# Assignment Overview

Links to the notes discussed in the video
* [Model Selection Overview](./ModelSelect.pdf)
* [Model Types](./ModelType.pdf)
* [Model Decision Factors](./ModelDecisionFactors.pdf)
* [Generalization Techiques](./Generalization.pdf)

The assignment consists of two parts requiring you to select appropriate models with associated code/text.

1. Determine challenge and relevant model for two distinct situations (fill out this notebook). 
1. Address the data code needed and the model for [car factors](./CarFactors/carfactors.ipynb) contained in the subdirectory, CarFactors.

* ***Check the rubric in Canvas*** to make sure you understand the requirements and the assocated weights grading

# Part 1: Speed Dating Model Selection

You are to explore the data set on speed dating and construct two models that provide some insight such as grouping or predictions.  The models must come from different model areas such as listed as categories in the [ModelTypes](./ModelTypes.pdf) document.  You must justify your answer considering the data and the prediction value.

The data is contained in [SpeedDatingData.csv](SpeedDatingData.csv).  The values are detailed in [SpeedDatingKey.md](./SpeedDatingKey.md).  The directory also contains the original key document - SpeedDatingDataKey.docx but jupyter lab is unable to render it.  You are free to render it outside of jupyter lab if something didn't translater clearly.  The open source tool [pandoc](https://pandoc.org/installing.html) was used to perform the translation.  It is useful for almost any translation and works in all major operating systems

# Model 1

## Outline the challenge 

The challenge illustrated here is to take data based on speed dating statisitics, and use that data in order to predict compatibility between two partners. There are many ways to approach this problem, but for this case, it seems that a decision process based on given factors would be a good investigation to see correlations between decisions. So the problem being addressed in this first model would be based on decisions on personality types and career fields. Along the lines of thinking such as "I would only date someone if they worked in the service industry" that leads to thinking more categorically on if a specific partner would be receptive to them, and vise versa. Meaning this approach to the challenge would follow a decision tree path to see the likelihood of a successful date. 

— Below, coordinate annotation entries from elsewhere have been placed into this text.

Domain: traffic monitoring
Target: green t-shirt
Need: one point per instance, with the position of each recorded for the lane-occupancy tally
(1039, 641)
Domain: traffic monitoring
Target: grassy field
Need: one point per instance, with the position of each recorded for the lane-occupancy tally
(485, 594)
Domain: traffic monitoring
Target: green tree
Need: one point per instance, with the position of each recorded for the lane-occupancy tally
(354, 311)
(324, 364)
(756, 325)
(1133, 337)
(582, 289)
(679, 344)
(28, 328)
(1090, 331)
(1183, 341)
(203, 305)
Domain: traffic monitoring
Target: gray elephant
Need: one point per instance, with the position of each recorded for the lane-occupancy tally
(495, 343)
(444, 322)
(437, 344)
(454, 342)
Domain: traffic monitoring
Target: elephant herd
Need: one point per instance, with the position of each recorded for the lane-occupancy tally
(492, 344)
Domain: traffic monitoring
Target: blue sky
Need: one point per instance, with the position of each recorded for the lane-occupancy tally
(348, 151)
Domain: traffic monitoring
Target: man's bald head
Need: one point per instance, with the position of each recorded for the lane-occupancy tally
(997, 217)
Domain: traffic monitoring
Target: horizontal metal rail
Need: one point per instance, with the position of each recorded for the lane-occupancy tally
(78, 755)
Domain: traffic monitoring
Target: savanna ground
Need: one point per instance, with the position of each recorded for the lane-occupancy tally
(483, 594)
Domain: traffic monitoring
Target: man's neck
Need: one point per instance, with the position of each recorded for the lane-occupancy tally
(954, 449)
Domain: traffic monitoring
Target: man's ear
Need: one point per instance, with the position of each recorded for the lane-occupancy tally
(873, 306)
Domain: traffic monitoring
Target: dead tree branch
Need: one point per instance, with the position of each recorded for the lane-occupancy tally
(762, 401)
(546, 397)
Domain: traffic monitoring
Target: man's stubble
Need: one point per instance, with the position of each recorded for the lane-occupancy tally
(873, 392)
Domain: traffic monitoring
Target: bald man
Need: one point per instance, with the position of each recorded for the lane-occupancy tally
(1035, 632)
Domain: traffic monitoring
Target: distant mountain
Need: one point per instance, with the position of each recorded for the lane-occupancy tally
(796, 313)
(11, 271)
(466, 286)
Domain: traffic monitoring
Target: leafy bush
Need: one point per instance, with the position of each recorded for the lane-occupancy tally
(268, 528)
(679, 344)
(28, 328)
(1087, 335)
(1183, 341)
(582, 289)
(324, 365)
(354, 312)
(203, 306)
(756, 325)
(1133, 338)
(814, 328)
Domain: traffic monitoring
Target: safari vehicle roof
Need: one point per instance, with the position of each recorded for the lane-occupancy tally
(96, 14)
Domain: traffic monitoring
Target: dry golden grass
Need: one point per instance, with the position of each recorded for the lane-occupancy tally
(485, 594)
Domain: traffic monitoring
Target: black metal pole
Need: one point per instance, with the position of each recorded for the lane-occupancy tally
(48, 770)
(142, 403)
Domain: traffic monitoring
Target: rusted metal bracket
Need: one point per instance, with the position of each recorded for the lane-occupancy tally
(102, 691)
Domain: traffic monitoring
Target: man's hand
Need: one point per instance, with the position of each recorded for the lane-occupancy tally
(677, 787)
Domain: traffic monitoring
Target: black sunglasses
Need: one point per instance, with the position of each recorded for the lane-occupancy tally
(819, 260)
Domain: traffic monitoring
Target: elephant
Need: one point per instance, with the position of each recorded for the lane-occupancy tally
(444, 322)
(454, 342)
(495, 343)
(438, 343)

Success in this model would be a categorical yes or no match that leads to a successful speed dating experience. That would be measured against a random speed dating test. In other words, the successful match ratio here would be an improvement over randomly assigning others, using specific categories. 

### Select the features and their justification 

Here are some usesful features for this challenge:
Match -- in this case, match would be the label attached to the model to train it, as a 1 would be a successful match, and 0 would not be. Will be used for training purposes and predictions
Gender -- on average, there is some sort of bias between which gender a person would chose to say yes to.
Age -- people typically have an age range of preference when it comes to dating.
Field of study and field of work-- personality types typically follow the same type of field either of study or work. This could be useful in determining compatibility in a match. These features serve similar purposes which is why they are clumped together, but also helps determine if 2 do not align may also be helpful.
imprelig -- many religions find it important to find those who share similar values, and could be deal breakers so good correlation
race and imprace -- These two go along to help a decision on importance in the decision
Interested activities -- these are important as compatibility can determine a lot of interest in a possible match with ideas to share. 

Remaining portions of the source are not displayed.